(A) Paired whole-cell recording from an intersegmental neuron and a midline local neuron. Example traces show the simultaneous responses of the two neurons to mechanical stimulation of a femur bristle. These responses confirm that this particular pair of neurons share input from some of the same bristles (Figure 3).
(B) During this epoch of the experiment, the fly makes large movements which cause both neurons to depolarize and fire correlated bursts of spikes (e.g., at the arrow). Fly movement is quantified in arbitrary units (see Supplemental Experimental Procedures). Movement bouts are shaded in gray. Spike times are represented with rasters above the raw voltage traces.
(C) During a later epoch of the same experiment, the midline local neuron stops being excited during movement bouts, and is instead inhibited by movement (e.g., at the arrow). This change corresponds to a switch between large movements of multiple legs, to smaller movements of the prothoracic leg.
(D) Same as (A) but for a simultaneously-recorded intersegmental and a midline projection neuron.
(E) The same pair of neurons as in (D), but now responding to spontaneous movement. Small periodic twitching movements of the fly’s leg (gray shading) evoke reliable responses in the midline projection neuron, but not in the intersegmental neuron. The periodic responses of the intersegmental neuron are interrupted by barrages of inhibitory postsynaptic potentials (e.g., at the arrow). Note the expanded vertical scale of the movement measurements.
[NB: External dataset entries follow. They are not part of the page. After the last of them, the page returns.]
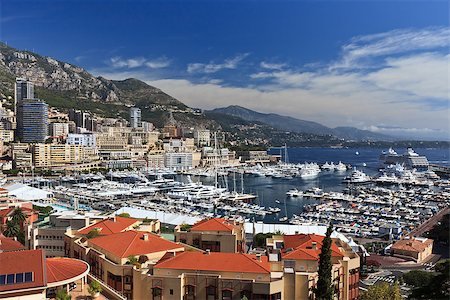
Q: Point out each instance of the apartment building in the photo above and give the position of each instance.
(209, 275)
(7, 136)
(202, 137)
(6, 215)
(297, 257)
(83, 139)
(47, 155)
(21, 155)
(49, 235)
(414, 248)
(57, 129)
(27, 274)
(218, 157)
(215, 235)
(113, 257)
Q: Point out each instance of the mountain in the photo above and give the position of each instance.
(300, 126)
(63, 85)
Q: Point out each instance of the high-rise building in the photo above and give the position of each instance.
(135, 117)
(24, 89)
(32, 120)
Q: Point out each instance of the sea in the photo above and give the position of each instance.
(272, 191)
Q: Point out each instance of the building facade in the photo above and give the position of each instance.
(23, 89)
(135, 117)
(215, 235)
(32, 120)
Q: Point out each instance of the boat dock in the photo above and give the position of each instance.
(440, 170)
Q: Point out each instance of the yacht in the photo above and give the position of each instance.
(357, 176)
(294, 193)
(410, 159)
(340, 167)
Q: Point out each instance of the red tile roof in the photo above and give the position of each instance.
(9, 211)
(21, 262)
(124, 244)
(214, 224)
(216, 261)
(62, 268)
(9, 244)
(109, 226)
(412, 245)
(301, 247)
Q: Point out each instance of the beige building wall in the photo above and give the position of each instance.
(45, 155)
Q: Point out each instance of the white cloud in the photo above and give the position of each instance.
(424, 76)
(211, 67)
(272, 66)
(399, 78)
(358, 108)
(393, 42)
(161, 62)
(137, 62)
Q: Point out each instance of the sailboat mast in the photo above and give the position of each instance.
(215, 159)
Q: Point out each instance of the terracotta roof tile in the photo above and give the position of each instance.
(21, 262)
(9, 211)
(109, 226)
(124, 244)
(214, 224)
(62, 268)
(216, 261)
(301, 246)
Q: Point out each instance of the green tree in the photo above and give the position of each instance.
(324, 289)
(12, 229)
(124, 215)
(382, 292)
(94, 288)
(18, 216)
(63, 295)
(438, 287)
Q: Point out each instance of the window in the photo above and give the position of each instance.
(189, 292)
(157, 293)
(19, 277)
(211, 292)
(227, 295)
(10, 279)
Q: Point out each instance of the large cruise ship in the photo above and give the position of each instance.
(410, 159)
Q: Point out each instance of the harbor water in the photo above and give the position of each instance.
(271, 191)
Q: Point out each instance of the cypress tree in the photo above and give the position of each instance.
(324, 289)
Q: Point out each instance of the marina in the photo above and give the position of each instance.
(361, 200)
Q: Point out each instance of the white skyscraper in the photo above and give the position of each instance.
(135, 117)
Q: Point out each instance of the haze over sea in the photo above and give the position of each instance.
(269, 189)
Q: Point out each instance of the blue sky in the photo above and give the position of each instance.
(378, 65)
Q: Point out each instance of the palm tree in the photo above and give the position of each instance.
(12, 229)
(18, 216)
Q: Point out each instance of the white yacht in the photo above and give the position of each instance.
(357, 176)
(340, 167)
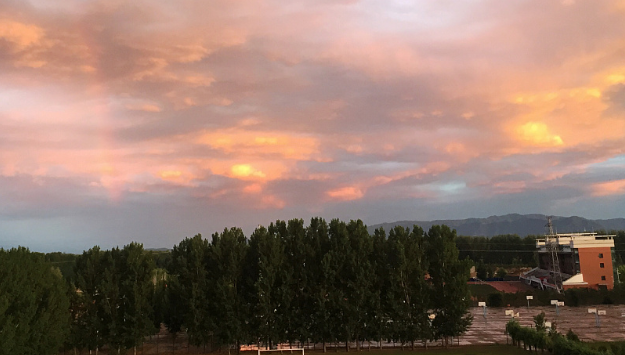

(F) During a later epoch of the same experiment, experiment, the fly spontaneously switches from twitching to making larger movements of the entire leg. The midline projection neuron is depolarized during large movement bouts, while the intersegmental neuron responds with sequences of inhibition and excitation at movement onset (e.g., at the arrow). The inset in the movement trace (bottom) shows periodic movement on a 10-fold expanded vertical scale.